2.2. Training Program
Participants from the training group performed two 45-minute aqua fitness classes per week over a 6-month period. All classes were prepared and conducted by the same instructor, a member of the research team. The training included exercises in deep water (to the neck line) using equipment that increased the body contact area with the water such as pool noodles, aqua dumbbells, water gloves, aqua Betomics, balls, resistance bands, leg weights and aqua discs. Exercises were performed using simple choreography set to music.
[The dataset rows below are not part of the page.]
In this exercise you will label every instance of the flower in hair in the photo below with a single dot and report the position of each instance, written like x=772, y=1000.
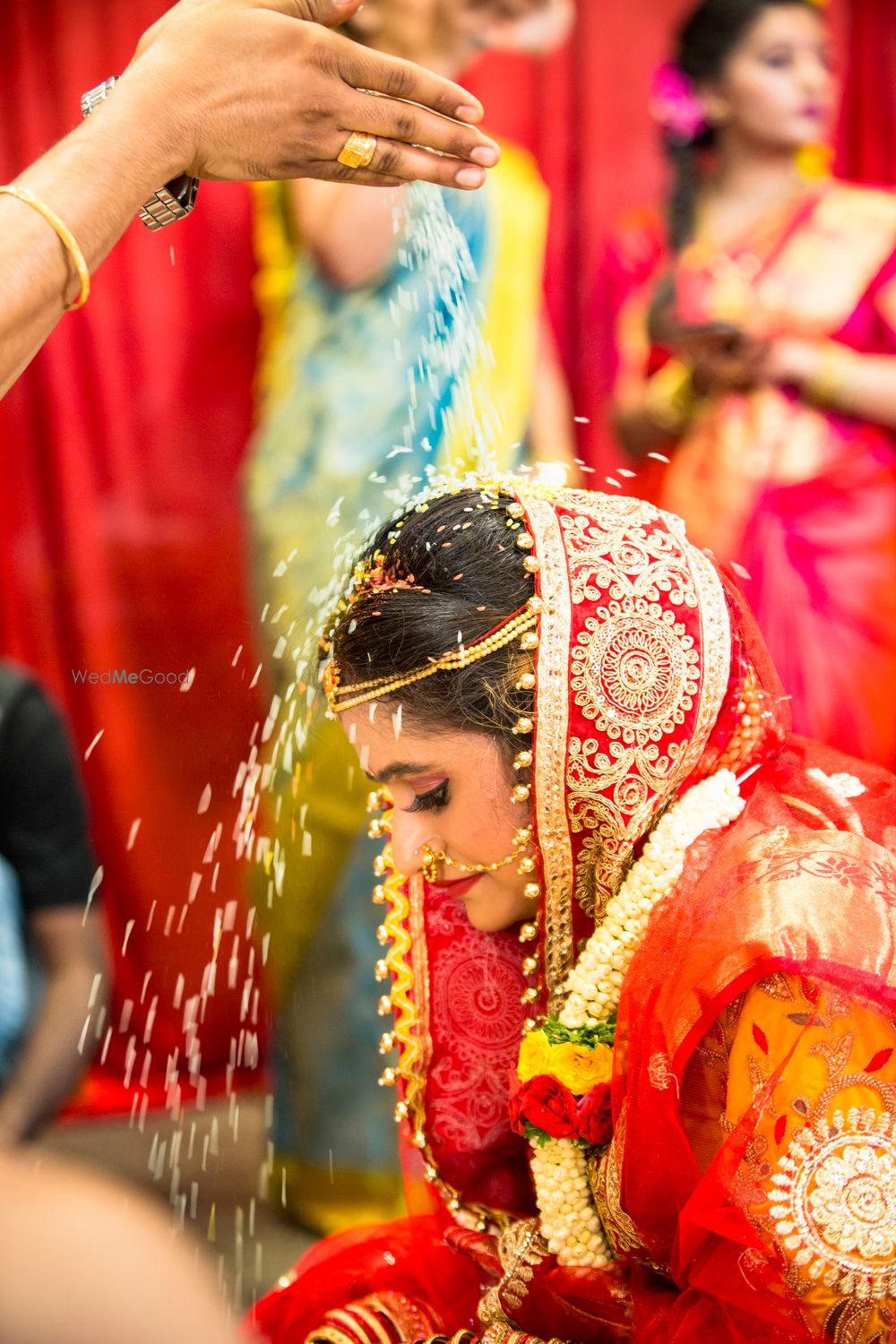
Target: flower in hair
x=675, y=105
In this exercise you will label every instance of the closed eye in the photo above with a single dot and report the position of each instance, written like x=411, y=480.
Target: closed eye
x=433, y=800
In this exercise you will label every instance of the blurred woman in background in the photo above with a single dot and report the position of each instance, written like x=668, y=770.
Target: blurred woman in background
x=756, y=349
x=400, y=335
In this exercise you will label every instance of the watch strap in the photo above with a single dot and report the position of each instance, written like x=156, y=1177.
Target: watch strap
x=171, y=202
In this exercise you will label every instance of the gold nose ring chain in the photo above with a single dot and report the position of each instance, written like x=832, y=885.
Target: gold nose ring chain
x=432, y=857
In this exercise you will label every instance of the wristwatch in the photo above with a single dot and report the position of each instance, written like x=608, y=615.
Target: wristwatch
x=171, y=202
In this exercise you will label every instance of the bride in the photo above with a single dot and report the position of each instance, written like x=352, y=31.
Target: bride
x=638, y=949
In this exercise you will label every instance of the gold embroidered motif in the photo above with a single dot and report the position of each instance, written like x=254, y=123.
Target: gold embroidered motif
x=521, y=1249
x=552, y=730
x=836, y=1203
x=408, y=962
x=659, y=1073
x=635, y=671
x=603, y=1179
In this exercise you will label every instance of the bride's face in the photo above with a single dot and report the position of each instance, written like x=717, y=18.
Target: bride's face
x=452, y=792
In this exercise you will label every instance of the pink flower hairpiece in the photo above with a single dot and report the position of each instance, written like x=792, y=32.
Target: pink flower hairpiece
x=675, y=105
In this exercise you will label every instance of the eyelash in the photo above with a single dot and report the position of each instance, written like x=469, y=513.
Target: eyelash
x=432, y=801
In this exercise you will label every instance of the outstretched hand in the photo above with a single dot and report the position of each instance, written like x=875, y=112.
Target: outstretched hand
x=263, y=89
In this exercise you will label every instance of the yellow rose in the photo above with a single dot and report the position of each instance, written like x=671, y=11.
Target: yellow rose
x=535, y=1056
x=579, y=1067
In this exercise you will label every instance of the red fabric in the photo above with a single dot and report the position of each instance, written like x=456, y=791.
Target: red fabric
x=124, y=437
x=123, y=548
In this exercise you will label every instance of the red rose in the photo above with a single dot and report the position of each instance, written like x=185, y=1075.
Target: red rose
x=546, y=1104
x=595, y=1116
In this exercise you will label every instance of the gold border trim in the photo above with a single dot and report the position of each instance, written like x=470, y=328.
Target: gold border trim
x=715, y=642
x=551, y=737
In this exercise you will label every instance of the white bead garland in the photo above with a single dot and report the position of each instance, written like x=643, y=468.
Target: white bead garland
x=568, y=1219
x=570, y=1223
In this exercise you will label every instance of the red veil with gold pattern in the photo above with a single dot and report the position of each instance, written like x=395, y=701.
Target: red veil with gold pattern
x=750, y=1187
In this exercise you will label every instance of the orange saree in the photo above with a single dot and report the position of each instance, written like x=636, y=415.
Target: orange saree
x=799, y=496
x=747, y=1185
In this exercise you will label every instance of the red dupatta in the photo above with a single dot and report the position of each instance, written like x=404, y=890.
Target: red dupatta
x=649, y=676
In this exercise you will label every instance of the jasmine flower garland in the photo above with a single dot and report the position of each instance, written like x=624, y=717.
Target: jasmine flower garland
x=573, y=1046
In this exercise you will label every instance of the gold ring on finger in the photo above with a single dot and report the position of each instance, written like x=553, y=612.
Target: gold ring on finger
x=358, y=151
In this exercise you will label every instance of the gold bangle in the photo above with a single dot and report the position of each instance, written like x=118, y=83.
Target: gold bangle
x=831, y=382
x=66, y=237
x=670, y=398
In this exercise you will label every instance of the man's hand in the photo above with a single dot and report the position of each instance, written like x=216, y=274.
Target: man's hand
x=252, y=89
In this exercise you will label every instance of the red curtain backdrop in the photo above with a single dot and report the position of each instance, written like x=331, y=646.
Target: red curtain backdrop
x=121, y=451
x=123, y=550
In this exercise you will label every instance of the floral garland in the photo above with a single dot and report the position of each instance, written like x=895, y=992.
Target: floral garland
x=560, y=1094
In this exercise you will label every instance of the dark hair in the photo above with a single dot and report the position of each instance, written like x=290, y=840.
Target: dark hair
x=704, y=43
x=461, y=556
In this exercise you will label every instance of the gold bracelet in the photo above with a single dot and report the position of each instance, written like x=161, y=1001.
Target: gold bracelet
x=66, y=237
x=831, y=382
x=670, y=398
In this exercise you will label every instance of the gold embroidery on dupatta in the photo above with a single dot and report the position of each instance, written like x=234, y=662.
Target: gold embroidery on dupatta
x=410, y=999
x=826, y=265
x=635, y=674
x=603, y=1179
x=551, y=736
x=521, y=1250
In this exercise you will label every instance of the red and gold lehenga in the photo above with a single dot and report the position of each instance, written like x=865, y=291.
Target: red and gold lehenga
x=801, y=495
x=748, y=1191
All participants carried water belts that enabled them to keep the body in a vertical position. The resistance was controlled by positioning the hands and feet. The upper limbs moved in every plane, mostly in the frontal position, with either open fingers or fists. This facilitated the maintenance of the correct position and utilized the biophysical properties of water fully. Upper limb movements were coordinated with other basic components of aqua fitness training, such as: balance, sculling, walking and kicking.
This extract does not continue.